I've been pondering over this for a while ever since I learned about the history and derivation of the 1D wave equation. I don't think I understand the "need for partial derivates" well enough to answer this question.

PS: Decided to post in the Physics.SE vs. Math.SE since I'd like to understand PDEs from the POV of physical phenomena and build intuition about their need.

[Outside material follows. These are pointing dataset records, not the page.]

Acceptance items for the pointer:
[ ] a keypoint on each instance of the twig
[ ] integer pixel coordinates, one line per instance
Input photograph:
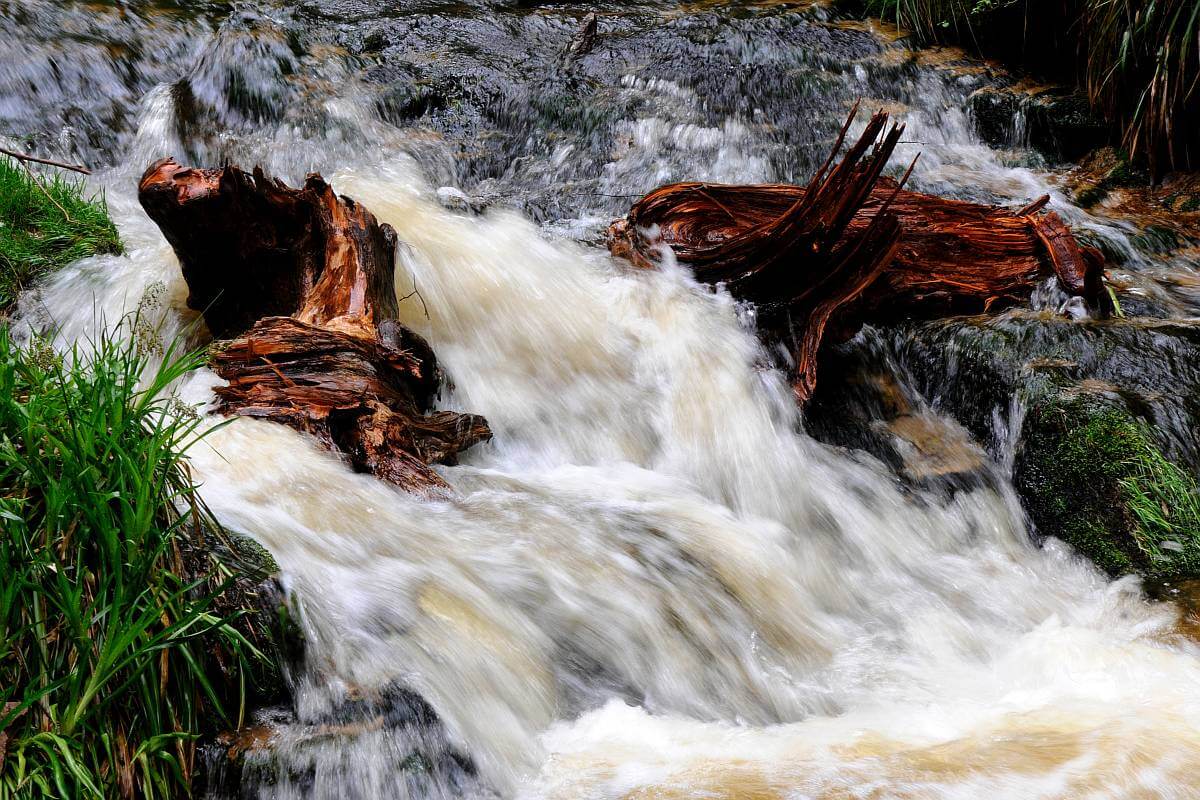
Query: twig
(27, 157)
(418, 293)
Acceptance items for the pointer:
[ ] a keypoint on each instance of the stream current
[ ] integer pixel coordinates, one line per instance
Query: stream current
(652, 583)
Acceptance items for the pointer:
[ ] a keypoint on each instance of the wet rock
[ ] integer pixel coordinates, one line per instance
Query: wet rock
(1057, 124)
(1107, 435)
(1090, 473)
(255, 605)
(861, 403)
(315, 753)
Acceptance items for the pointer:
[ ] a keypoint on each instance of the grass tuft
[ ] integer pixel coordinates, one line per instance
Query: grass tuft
(106, 632)
(1096, 477)
(46, 222)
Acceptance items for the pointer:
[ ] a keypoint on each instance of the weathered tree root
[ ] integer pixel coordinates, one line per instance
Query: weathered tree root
(300, 284)
(853, 246)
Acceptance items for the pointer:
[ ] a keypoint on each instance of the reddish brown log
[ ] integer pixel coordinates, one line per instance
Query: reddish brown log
(301, 280)
(853, 246)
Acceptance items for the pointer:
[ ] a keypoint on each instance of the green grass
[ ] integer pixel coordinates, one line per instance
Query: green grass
(1138, 60)
(46, 222)
(107, 633)
(1096, 477)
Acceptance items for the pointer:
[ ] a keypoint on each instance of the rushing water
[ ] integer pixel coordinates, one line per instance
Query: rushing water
(652, 583)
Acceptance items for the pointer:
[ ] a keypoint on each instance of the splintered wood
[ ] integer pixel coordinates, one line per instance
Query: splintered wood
(299, 284)
(853, 246)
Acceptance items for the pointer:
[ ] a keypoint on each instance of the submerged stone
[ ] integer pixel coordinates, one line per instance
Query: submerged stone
(1091, 474)
(1103, 457)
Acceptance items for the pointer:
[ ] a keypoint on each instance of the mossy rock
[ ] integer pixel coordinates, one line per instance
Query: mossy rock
(1093, 475)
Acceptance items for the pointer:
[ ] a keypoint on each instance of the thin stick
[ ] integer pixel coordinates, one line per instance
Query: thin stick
(27, 157)
(418, 293)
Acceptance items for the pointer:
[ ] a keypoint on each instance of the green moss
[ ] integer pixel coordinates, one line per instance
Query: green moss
(45, 224)
(1093, 476)
(1123, 174)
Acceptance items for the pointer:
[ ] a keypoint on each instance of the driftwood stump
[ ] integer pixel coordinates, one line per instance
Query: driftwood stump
(298, 286)
(853, 246)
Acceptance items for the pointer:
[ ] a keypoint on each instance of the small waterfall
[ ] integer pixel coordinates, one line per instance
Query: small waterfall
(652, 583)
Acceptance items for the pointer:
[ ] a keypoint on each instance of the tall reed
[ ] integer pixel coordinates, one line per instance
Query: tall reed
(1138, 60)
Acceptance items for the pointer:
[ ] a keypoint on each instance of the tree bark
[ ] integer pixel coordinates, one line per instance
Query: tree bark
(298, 284)
(853, 246)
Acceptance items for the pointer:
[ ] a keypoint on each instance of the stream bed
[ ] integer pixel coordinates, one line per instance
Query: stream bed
(660, 579)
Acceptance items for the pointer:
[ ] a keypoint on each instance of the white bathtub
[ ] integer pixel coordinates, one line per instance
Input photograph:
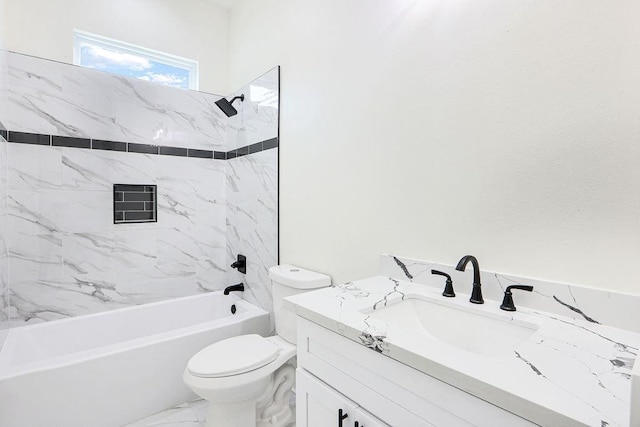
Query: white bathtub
(111, 368)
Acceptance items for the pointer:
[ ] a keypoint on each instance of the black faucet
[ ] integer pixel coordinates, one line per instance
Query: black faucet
(448, 288)
(241, 264)
(507, 301)
(239, 287)
(476, 293)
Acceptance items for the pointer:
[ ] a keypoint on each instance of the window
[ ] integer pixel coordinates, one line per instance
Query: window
(112, 56)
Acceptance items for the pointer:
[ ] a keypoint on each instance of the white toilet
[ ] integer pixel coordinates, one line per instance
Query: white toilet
(248, 379)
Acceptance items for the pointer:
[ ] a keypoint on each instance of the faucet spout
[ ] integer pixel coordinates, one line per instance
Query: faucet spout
(476, 293)
(239, 287)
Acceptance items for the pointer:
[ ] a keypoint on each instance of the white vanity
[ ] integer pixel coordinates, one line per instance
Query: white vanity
(386, 351)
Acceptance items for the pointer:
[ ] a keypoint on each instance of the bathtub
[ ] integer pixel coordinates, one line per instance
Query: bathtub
(112, 368)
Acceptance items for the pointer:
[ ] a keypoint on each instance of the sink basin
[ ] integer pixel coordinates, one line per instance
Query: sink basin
(486, 334)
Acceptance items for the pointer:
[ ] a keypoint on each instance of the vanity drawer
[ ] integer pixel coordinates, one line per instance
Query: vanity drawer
(395, 393)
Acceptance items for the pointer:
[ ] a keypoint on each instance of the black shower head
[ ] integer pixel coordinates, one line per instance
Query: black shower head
(226, 106)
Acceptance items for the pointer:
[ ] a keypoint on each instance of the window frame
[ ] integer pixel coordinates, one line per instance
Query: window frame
(190, 65)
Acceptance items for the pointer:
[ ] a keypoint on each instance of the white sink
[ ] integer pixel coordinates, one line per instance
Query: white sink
(486, 334)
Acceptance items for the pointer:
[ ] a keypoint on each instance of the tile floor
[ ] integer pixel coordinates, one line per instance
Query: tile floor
(188, 414)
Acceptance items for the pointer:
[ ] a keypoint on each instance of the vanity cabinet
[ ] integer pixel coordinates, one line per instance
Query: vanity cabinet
(322, 406)
(335, 373)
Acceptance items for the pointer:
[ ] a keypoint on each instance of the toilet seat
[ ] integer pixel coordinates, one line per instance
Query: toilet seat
(233, 356)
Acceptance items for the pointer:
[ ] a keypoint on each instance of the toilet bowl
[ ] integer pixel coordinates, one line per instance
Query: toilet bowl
(248, 379)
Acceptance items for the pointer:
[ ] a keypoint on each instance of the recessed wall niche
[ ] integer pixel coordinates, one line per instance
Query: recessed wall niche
(134, 203)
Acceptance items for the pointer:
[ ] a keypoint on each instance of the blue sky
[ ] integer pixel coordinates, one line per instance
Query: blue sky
(130, 65)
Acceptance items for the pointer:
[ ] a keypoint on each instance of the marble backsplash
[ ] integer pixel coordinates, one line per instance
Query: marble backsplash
(575, 301)
(53, 98)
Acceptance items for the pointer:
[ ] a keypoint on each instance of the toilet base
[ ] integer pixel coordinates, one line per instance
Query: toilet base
(241, 414)
(270, 410)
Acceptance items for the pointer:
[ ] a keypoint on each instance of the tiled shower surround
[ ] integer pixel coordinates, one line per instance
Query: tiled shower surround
(4, 260)
(66, 255)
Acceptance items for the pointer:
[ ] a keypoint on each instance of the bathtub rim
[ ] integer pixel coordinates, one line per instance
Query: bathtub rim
(13, 371)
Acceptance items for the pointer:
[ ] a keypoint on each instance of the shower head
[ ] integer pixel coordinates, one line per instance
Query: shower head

• I'm not really sure I understand what you're asking. Any time you have a function of more than one argument and want to answer the question "How does this function vary if I vary one of the arguments and keep the others constant?", the answer to that is a partial derivative (that's it's definition!). Why do you think that's somehow uniquely motivated by the wave equation, and where is the mystery in an equation that relates precisely such rates of partial variation needing that concept? – ACuriousMind Dec 13 '18 at 21:01
• Simply put the "wave" depends on two variables, a space coordinate and time. How else can you express these dependencies without partials. – ggcg Dec 13 '18 at 23:46
• I think I'm trying to understand the "history of partial differentiation" and I believe it originates in the world of "mathematical physics". I intend to "see the need" for something like a partial just for the sake of the understanding to stick vs. saying - here is the definition and that's what it is. No. The definition was "made up" because of a need to have something like this. I would like to recreate that need in a classroom setting for example (hypothetically speaking), when introducing PDs for the first time. – PhD Dec 14 '18 at 1:18
• Try to define the ordinary derivative on a function of multiple variables without an appeal to partials...it's impossible. Taking differentiation into higher dimension requires us to consider components independently. – Keefer Rowan Dec 14 '18 at 1:54
• If you are really more interested in the history of partial differentiation, this question might be a better fit for History of Science and Mathematics than our site. If you agree, simply flag your post with a custom moderator flag asking us to migrate it to HSM. – ACuriousMind Dec 14 '18 at 17:07

I suppose deflection is a function of time and position, and hence the partials are needed to make the notation unambiguous.

A small change in displacement is defined as

$${\rm d}y = \frac{\partial y}{\partial x} {\rm d}x + \frac{\partial y}{\partial t} {\rm d}t$$

without the partials, the above would be confusing.